A boating accident which gave Frank a near fatal electrical shock, and his wife Joan’s illness were catalysts for Matich’s retirement from racing at the end of the ’74 Tasman. Bob Muir raced the car at Oran Park (Q15/DNF fuel pump), and Matich at Surfers (Q4/third), Sandown (Q2/DNF water pump) and Adelaide (Q2/fourth; there was no shortage of pace.
To have seen the A53 battle the American T332 Chevs later in the year would have been something to watch, with the benefit of the character building visit and experiences the year before…
Credits…
Australian Muscle Car, Chris Parker Collection
Tailpiece…

While Matich retired, the cars raced on, most notably in the hands of talented sports and touring car driver/mechanic/engineer John Goss.

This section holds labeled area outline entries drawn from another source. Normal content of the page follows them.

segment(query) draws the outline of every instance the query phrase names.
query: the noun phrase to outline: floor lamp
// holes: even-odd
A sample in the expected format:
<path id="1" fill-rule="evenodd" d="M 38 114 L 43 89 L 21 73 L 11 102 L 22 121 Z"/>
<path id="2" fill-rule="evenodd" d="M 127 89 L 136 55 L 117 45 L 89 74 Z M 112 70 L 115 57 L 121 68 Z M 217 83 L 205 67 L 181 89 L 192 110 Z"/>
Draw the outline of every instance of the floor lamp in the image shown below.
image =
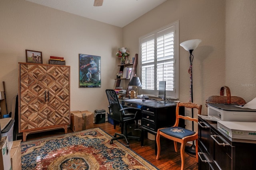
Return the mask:
<path id="1" fill-rule="evenodd" d="M 189 61 L 190 62 L 190 66 L 188 70 L 188 73 L 190 75 L 190 99 L 189 102 L 193 103 L 193 76 L 192 74 L 192 64 L 194 55 L 192 54 L 192 52 L 196 49 L 198 45 L 201 43 L 202 40 L 200 39 L 191 39 L 181 43 L 180 45 L 184 48 L 186 50 L 189 52 Z M 194 117 L 194 111 L 193 108 L 191 110 L 191 117 Z M 194 131 L 194 123 L 192 123 L 192 130 Z M 185 150 L 191 154 L 196 154 L 196 146 L 195 146 L 194 141 L 193 141 L 193 144 L 191 146 L 187 146 L 185 148 Z"/>

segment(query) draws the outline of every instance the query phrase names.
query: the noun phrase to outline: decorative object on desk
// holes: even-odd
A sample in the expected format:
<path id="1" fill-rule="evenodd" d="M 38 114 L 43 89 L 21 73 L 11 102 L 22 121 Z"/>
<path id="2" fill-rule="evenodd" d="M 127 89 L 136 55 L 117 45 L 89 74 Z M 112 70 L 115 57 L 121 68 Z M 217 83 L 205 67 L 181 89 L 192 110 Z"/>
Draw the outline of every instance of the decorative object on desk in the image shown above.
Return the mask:
<path id="1" fill-rule="evenodd" d="M 100 87 L 100 57 L 79 54 L 79 87 Z"/>
<path id="2" fill-rule="evenodd" d="M 192 54 L 192 52 L 197 47 L 199 44 L 201 43 L 202 40 L 198 39 L 191 39 L 190 40 L 186 41 L 181 43 L 180 45 L 183 47 L 186 50 L 189 52 L 189 61 L 190 63 L 190 66 L 188 69 L 188 73 L 190 74 L 190 99 L 189 102 L 193 103 L 193 78 L 192 74 L 192 64 L 193 60 L 194 59 L 194 55 Z M 191 117 L 194 117 L 194 112 L 193 108 L 191 109 Z M 194 131 L 194 124 L 192 123 L 192 131 Z M 192 145 L 186 147 L 185 150 L 186 152 L 192 154 L 196 154 L 196 148 L 194 145 L 194 141 L 193 141 Z"/>
<path id="3" fill-rule="evenodd" d="M 42 64 L 42 52 L 26 50 L 26 63 Z"/>
<path id="4" fill-rule="evenodd" d="M 22 169 L 158 169 L 112 139 L 95 128 L 22 143 Z"/>
<path id="5" fill-rule="evenodd" d="M 224 96 L 224 90 L 226 90 L 226 96 Z M 223 86 L 220 88 L 220 96 L 212 96 L 205 101 L 205 105 L 208 107 L 208 104 L 232 104 L 244 105 L 246 104 L 245 100 L 240 97 L 232 96 L 229 88 Z"/>
<path id="6" fill-rule="evenodd" d="M 128 84 L 128 86 L 132 86 L 136 87 L 136 92 L 134 98 L 137 98 L 137 95 L 138 95 L 137 87 L 142 87 L 142 85 L 141 84 L 141 83 L 140 82 L 140 78 L 137 76 L 136 74 L 135 74 L 134 77 L 132 77 L 132 80 L 131 80 L 131 81 L 130 81 L 130 82 L 129 83 L 129 84 Z M 134 90 L 132 90 L 132 91 L 131 91 L 131 98 L 132 97 L 132 91 Z"/>
<path id="7" fill-rule="evenodd" d="M 122 47 L 118 49 L 116 55 L 121 58 L 121 64 L 126 64 L 127 57 L 130 55 L 130 53 L 127 48 Z"/>

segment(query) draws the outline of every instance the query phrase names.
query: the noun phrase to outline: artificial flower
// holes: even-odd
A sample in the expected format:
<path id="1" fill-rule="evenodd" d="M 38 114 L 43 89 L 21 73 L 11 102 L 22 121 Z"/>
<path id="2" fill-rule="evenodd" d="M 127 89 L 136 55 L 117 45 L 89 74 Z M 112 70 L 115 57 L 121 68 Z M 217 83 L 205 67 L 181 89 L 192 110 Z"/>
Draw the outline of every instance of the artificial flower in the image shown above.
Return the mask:
<path id="1" fill-rule="evenodd" d="M 122 47 L 118 49 L 116 55 L 118 57 L 126 57 L 130 55 L 129 51 L 127 48 Z"/>

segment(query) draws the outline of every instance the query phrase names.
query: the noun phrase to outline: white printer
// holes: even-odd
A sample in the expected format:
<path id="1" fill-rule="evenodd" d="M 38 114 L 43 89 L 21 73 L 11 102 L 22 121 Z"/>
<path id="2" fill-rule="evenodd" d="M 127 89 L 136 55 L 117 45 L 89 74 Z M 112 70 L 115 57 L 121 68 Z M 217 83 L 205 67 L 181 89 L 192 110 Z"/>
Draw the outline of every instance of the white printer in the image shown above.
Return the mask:
<path id="1" fill-rule="evenodd" d="M 208 117 L 232 138 L 256 140 L 256 109 L 237 105 L 208 104 Z"/>
<path id="2" fill-rule="evenodd" d="M 256 109 L 226 104 L 208 104 L 208 116 L 218 120 L 256 122 Z"/>

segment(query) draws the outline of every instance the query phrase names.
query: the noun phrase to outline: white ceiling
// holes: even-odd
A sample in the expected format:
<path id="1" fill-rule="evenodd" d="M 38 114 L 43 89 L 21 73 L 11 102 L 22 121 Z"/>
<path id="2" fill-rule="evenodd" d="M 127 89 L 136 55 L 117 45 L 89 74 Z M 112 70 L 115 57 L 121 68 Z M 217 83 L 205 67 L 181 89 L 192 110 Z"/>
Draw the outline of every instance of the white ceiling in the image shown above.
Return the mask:
<path id="1" fill-rule="evenodd" d="M 167 0 L 26 0 L 52 8 L 122 27 Z"/>

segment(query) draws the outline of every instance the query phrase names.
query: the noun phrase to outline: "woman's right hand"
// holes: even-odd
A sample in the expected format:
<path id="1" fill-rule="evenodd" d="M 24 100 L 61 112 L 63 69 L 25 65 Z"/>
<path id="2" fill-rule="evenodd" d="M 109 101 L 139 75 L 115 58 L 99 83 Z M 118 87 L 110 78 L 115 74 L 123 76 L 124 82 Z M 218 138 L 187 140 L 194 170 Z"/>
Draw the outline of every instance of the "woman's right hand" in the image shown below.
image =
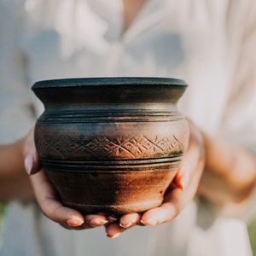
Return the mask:
<path id="1" fill-rule="evenodd" d="M 83 216 L 79 212 L 63 206 L 57 191 L 40 166 L 33 134 L 34 129 L 32 129 L 24 143 L 24 163 L 43 213 L 67 229 L 82 230 L 106 224 L 108 221 L 103 214 Z"/>

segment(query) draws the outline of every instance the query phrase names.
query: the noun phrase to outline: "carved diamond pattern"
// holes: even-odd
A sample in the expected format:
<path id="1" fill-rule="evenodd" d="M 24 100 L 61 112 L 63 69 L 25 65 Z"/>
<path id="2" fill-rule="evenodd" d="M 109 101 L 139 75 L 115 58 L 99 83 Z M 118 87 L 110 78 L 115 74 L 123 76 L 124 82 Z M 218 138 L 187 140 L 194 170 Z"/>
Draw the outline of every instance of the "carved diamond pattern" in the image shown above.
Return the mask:
<path id="1" fill-rule="evenodd" d="M 82 154 L 84 160 L 91 156 L 97 159 L 140 159 L 155 155 L 166 157 L 183 150 L 183 146 L 172 135 L 163 137 L 157 136 L 153 137 L 146 136 L 102 137 L 92 140 L 88 140 L 84 136 L 80 136 L 77 140 L 64 136 L 55 140 L 44 140 L 39 148 L 44 154 L 47 154 L 53 149 L 62 158 L 70 154 L 73 157 Z"/>

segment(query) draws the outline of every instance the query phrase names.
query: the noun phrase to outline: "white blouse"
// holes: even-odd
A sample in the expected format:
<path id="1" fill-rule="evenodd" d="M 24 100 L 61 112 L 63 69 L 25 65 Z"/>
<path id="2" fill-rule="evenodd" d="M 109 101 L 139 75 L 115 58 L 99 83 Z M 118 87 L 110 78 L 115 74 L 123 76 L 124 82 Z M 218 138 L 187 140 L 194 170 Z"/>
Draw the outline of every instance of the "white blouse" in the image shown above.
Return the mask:
<path id="1" fill-rule="evenodd" d="M 256 154 L 256 2 L 148 0 L 124 32 L 122 9 L 120 0 L 0 1 L 0 141 L 26 134 L 42 112 L 30 90 L 38 80 L 173 77 L 189 84 L 183 113 Z M 116 240 L 66 230 L 33 202 L 15 202 L 0 254 L 251 255 L 243 220 L 195 201 L 168 224 Z"/>

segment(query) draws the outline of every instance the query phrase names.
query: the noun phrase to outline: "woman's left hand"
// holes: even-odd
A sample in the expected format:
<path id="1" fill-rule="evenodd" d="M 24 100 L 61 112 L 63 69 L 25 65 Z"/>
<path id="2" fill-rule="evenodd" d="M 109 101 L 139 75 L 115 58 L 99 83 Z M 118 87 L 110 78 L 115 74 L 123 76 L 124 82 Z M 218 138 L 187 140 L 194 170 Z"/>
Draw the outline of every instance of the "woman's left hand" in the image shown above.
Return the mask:
<path id="1" fill-rule="evenodd" d="M 109 219 L 106 225 L 107 236 L 117 237 L 121 232 L 137 224 L 155 225 L 173 219 L 194 198 L 205 167 L 205 149 L 201 132 L 189 121 L 189 143 L 181 166 L 166 192 L 159 207 L 143 214 L 123 215 L 119 219 Z"/>

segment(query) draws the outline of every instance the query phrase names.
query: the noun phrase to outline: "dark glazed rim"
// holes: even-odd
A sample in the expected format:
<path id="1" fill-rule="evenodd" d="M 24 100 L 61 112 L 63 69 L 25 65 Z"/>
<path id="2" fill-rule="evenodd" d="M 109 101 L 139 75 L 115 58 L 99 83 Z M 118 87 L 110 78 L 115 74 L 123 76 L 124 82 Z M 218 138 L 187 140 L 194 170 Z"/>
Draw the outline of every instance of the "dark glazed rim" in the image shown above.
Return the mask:
<path id="1" fill-rule="evenodd" d="M 49 79 L 36 82 L 32 89 L 73 87 L 73 86 L 105 86 L 105 85 L 177 85 L 187 87 L 184 80 L 173 78 L 159 77 L 101 77 Z"/>

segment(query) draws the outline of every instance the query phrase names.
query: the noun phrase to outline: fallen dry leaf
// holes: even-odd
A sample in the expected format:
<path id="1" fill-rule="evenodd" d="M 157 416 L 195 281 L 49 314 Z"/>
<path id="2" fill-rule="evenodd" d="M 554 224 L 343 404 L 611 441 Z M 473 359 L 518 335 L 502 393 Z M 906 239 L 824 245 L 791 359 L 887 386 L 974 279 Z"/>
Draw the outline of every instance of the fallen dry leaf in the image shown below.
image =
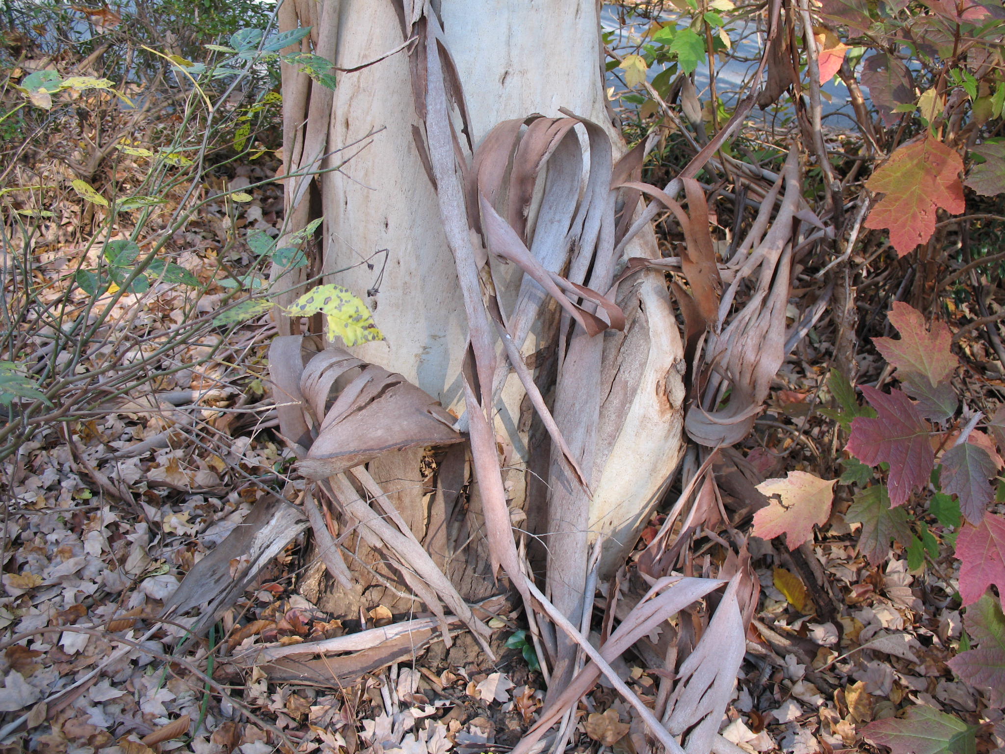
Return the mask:
<path id="1" fill-rule="evenodd" d="M 586 735 L 594 741 L 599 741 L 601 746 L 614 746 L 628 735 L 631 729 L 630 725 L 621 722 L 618 711 L 613 708 L 604 713 L 592 713 L 583 727 L 586 729 Z"/>

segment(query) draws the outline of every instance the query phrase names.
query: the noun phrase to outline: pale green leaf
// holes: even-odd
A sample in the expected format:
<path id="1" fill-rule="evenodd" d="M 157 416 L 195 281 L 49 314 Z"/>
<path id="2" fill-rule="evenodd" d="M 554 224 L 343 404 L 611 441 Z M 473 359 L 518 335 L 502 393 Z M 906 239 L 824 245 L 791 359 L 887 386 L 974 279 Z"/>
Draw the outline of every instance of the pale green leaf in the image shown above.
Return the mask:
<path id="1" fill-rule="evenodd" d="M 293 302 L 287 311 L 299 317 L 324 314 L 328 339 L 342 338 L 347 346 L 384 339 L 366 305 L 342 286 L 319 286 Z"/>

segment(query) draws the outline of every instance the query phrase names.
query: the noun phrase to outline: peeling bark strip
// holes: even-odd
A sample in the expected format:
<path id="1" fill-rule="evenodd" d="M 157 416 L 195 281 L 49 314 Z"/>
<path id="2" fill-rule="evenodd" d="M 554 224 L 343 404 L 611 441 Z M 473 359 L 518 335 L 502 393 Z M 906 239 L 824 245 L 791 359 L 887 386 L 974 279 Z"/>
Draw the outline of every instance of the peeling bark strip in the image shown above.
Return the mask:
<path id="1" fill-rule="evenodd" d="M 645 562 L 652 589 L 630 610 L 620 605 L 621 622 L 616 628 L 605 623 L 610 635 L 599 649 L 587 638 L 596 584 L 596 571 L 587 578 L 588 558 L 591 551 L 599 555 L 601 578 L 613 574 L 669 485 L 684 448 L 685 371 L 705 390 L 698 395 L 692 386 L 690 436 L 717 447 L 747 434 L 787 347 L 793 240 L 802 232 L 799 223 L 820 222 L 804 211 L 790 155 L 783 175 L 771 177 L 774 188 L 761 192 L 751 232 L 721 262 L 705 193 L 692 179 L 725 161 L 731 171 L 764 182 L 766 171 L 717 156 L 758 92 L 665 189 L 639 183 L 645 147 L 625 155 L 604 108 L 597 6 L 545 0 L 547 7 L 537 8 L 550 20 L 543 33 L 575 40 L 545 74 L 524 50 L 541 38 L 526 29 L 519 5 L 444 2 L 434 11 L 415 0 L 289 0 L 280 11 L 281 30 L 315 25 L 305 50 L 313 45 L 343 71 L 338 89 L 326 93 L 283 70 L 287 173 L 325 171 L 287 183 L 287 230 L 324 215 L 318 270 L 366 292 L 387 335 L 352 352 L 326 348 L 318 337 L 277 338 L 269 358 L 280 430 L 299 458 L 297 469 L 315 481 L 314 494 L 305 496 L 311 526 L 346 594 L 353 596 L 353 580 L 364 575 L 356 561 L 343 560 L 344 553 L 355 557 L 341 544 L 352 534 L 396 564 L 387 571 L 389 585 L 402 586 L 407 593 L 401 596 L 414 595 L 434 615 L 381 637 L 343 637 L 315 648 L 342 650 L 379 638 L 355 666 L 340 666 L 340 678 L 348 679 L 364 666 L 401 656 L 404 637 L 421 633 L 424 641 L 438 628 L 449 643 L 450 623 L 459 620 L 487 651 L 488 629 L 465 601 L 468 579 L 481 577 L 445 572 L 457 554 L 446 532 L 463 507 L 483 519 L 466 530 L 461 546 L 480 547 L 483 535 L 484 560 L 492 567 L 483 579 L 490 585 L 505 571 L 524 598 L 537 645 L 547 648 L 540 659 L 551 669 L 549 704 L 519 754 L 601 673 L 667 750 L 722 751 L 727 747 L 716 731 L 743 656 L 743 612 L 756 601 L 756 577 L 742 543 L 721 568 L 725 578 L 667 576 L 693 533 L 715 526 L 719 516 L 716 451 L 702 451 L 701 458 L 692 452 L 697 460 L 658 537 L 659 552 Z M 771 4 L 773 30 L 780 7 L 778 0 Z M 498 33 L 518 24 L 520 33 Z M 490 33 L 480 33 L 484 27 Z M 408 55 L 375 57 L 378 44 Z M 768 57 L 762 56 L 758 81 Z M 379 62 L 358 67 L 371 59 Z M 495 80 L 498 87 L 491 85 Z M 373 140 L 357 160 L 334 161 L 340 147 L 366 135 Z M 681 189 L 686 212 L 675 201 Z M 642 195 L 656 201 L 643 208 Z M 670 286 L 663 270 L 677 267 L 660 259 L 650 225 L 661 207 L 671 210 L 685 237 L 682 276 Z M 379 271 L 375 255 L 382 255 Z M 630 257 L 629 271 L 618 276 Z M 734 312 L 741 287 L 752 288 L 753 296 Z M 686 362 L 670 289 L 687 320 Z M 280 332 L 292 331 L 283 321 Z M 542 366 L 549 358 L 554 383 Z M 544 441 L 532 442 L 525 428 L 531 418 L 521 413 L 525 396 L 541 419 Z M 455 425 L 468 435 L 476 483 L 470 486 Z M 443 508 L 414 517 L 399 508 L 388 482 L 394 476 L 381 476 L 381 464 L 417 463 L 414 448 L 451 444 L 454 450 L 430 478 L 430 488 L 441 486 L 421 503 Z M 536 491 L 525 479 L 528 464 L 545 481 Z M 461 489 L 467 499 L 458 504 Z M 518 547 L 524 535 L 513 522 L 520 508 L 542 512 L 532 533 L 548 553 L 544 590 L 527 575 L 534 571 L 522 554 L 525 543 Z M 678 517 L 683 526 L 672 538 Z M 670 630 L 668 617 L 727 579 L 700 641 L 698 626 L 684 621 L 680 627 L 682 663 L 677 669 L 669 661 L 666 670 L 677 680 L 660 690 L 660 721 L 610 661 L 655 627 Z M 617 586 L 612 589 L 613 615 Z M 313 672 L 305 663 L 314 661 L 279 656 L 303 649 L 271 651 L 266 667 L 276 677 Z M 591 662 L 583 668 L 586 657 Z"/>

‘Gossy’ bought A53-007 from Matich in mid-1974 and later A51-005, he converted the latter to A53 spec and generally preferred that car. He took to the brutish 5-litre roller-skates like a duck to water winning a couple of Tasman rounds. While John had the pace to take a Gold Star he never seemed to have the reliability, maybe given the challenges of also preparing and racing Ford touring cars. But it all came good good at Sandown on September 12, 1976 when he beat Vern Schuppan’s works-Elfin MR8 Chev home in a nail-biter of an Australian Grand Prix finish.

There were still plenty of sportscar and sports-sedan wins for Repco-Holden F5000 V8s but it was the last hurrah for a Matich chassis, the first of which, Frank argued – and I agree – began with his highly modified Lotus 19 Climax in 1962.